Inside This Unit: The Full Breakdown
This unit defines momentum and impulse (the integral of force over time), applies conservation of momentum to collisions and explosions, and uses the center of mass to analyze systems.
Why it matters
Momentum methods handle collisions and variable forces. Impulse as ∫F dt and the center-of-mass framework are emphasized in Physics C.
Key concepts
- Impulse J = ∫F dt = Δp (area under an F-t graph).
- Total momentum is conserved with no external force.
- Elastic collisions conserve KE; inelastic ones do not.
- The center of mass moves at constant velocity absent external forces.
Impulse and Momentum
Impulse is the integral of force over time and equals the change in momentum. For a time-varying collision force, the area under the F-t graph gives the impulse. The impulse-momentum theorem connects a force acting over time to a velocity change.
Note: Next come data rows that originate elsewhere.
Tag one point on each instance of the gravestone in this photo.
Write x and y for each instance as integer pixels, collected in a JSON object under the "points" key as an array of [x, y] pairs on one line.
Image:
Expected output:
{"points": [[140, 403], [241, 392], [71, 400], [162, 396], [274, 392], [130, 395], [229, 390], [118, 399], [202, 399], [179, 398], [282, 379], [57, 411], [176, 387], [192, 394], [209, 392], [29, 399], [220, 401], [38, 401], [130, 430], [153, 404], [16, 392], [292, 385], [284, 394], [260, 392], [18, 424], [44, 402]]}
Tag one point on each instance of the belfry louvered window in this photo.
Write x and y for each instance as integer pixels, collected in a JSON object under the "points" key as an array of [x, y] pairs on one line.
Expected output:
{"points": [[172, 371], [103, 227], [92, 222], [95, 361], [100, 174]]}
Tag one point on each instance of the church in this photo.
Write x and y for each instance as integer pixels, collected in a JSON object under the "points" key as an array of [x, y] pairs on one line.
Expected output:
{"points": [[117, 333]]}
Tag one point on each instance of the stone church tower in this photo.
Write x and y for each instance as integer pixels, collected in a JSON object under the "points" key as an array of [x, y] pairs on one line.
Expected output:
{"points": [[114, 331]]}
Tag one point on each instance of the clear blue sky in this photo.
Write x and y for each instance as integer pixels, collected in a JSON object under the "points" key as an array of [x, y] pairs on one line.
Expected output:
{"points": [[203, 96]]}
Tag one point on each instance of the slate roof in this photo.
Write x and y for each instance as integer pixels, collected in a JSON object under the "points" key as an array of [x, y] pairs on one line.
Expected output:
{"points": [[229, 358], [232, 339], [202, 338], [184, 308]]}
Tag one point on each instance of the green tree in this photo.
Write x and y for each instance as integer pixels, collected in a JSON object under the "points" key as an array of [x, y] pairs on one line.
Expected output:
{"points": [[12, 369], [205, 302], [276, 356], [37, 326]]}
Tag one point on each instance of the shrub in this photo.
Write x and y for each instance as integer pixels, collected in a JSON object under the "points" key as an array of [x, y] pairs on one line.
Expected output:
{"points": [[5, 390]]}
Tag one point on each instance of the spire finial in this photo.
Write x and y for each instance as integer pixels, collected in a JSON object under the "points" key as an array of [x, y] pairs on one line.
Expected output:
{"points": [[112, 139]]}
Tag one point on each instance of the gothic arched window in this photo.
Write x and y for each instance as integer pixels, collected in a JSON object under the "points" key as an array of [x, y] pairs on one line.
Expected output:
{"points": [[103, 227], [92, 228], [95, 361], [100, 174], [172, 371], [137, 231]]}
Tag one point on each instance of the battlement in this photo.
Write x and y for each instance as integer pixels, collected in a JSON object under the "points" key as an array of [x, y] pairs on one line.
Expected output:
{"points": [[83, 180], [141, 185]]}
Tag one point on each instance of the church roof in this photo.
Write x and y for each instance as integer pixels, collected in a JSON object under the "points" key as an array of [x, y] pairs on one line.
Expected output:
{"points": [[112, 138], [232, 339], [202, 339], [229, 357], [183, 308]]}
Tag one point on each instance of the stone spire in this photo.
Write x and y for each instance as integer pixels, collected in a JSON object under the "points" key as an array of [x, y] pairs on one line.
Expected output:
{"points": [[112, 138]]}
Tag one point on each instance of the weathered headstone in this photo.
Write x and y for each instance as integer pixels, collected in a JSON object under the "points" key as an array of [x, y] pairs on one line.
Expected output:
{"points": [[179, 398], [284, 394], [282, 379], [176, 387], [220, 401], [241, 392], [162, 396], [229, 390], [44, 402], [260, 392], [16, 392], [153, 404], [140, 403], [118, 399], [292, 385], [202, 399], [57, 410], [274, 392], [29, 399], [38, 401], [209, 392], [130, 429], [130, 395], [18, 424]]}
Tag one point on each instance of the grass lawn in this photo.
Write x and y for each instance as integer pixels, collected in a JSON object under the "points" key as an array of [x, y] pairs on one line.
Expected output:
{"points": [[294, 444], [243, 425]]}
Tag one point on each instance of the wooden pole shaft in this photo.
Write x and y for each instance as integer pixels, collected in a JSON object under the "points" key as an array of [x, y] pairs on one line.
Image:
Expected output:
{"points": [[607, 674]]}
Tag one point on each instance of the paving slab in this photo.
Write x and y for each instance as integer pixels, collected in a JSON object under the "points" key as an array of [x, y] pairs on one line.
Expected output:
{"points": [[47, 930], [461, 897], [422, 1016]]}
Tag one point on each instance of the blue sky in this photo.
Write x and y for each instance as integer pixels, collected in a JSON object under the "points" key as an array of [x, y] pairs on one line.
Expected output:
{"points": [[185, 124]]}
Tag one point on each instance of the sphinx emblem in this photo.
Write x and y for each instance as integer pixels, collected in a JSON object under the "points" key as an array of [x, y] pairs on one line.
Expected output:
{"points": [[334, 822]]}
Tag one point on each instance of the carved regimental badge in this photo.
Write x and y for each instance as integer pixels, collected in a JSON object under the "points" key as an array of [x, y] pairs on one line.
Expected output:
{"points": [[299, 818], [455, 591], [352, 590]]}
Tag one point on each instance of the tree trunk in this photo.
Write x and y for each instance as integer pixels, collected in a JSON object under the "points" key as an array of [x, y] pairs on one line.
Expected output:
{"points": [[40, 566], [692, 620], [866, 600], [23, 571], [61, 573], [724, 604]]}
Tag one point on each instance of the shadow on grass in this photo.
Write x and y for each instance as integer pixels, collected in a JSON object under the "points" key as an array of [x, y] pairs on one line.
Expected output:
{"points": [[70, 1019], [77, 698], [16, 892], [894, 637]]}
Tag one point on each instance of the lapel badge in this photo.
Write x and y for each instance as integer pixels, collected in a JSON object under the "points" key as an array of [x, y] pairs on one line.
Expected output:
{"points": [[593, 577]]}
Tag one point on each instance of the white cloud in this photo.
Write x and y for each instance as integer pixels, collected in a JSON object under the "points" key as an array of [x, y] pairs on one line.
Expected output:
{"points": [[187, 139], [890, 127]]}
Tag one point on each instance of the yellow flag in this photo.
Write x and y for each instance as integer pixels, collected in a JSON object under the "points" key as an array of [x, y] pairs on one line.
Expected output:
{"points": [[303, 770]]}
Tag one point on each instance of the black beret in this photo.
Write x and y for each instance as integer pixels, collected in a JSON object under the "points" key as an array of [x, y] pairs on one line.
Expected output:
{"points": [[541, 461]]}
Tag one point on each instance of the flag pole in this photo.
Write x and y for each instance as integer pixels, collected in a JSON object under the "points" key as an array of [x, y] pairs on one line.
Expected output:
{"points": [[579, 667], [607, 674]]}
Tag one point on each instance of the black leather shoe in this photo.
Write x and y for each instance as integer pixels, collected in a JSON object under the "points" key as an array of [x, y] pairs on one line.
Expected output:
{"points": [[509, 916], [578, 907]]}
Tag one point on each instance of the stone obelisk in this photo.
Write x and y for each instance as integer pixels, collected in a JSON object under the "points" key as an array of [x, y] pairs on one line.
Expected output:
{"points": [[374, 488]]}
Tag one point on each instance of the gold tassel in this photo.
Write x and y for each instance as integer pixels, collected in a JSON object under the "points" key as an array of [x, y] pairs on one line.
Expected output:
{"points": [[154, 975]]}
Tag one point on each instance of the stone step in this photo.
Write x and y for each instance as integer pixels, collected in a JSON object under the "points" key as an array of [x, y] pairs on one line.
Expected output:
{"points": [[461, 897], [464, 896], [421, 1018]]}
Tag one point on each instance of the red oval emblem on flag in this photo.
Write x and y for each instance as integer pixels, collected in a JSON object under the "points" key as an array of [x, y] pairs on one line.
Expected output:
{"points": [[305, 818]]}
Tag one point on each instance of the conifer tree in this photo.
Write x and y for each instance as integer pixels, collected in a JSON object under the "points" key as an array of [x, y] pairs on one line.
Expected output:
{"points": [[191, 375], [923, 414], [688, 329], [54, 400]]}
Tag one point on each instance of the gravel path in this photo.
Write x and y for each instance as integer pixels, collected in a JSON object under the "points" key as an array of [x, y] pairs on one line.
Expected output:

Conservation and Center of Mass
With no external force, system momentum is conserved — the basis for analyzing collisions, explosions, and recoil. Perfectly inelastic collisions have objects move together. The center of mass, the mass-weighted average position, moves at constant velocity when only internal forces act.
AP exam tip
In collisions, always conserve momentum first; only invoke kinetic-energy conservation if the collision is stated or shown to be elastic.
Connections to other units
- Unit 2: Impulse comes from forces acting over time.
- Unit 6: Angular momentum is the rotational analog of linear momentum.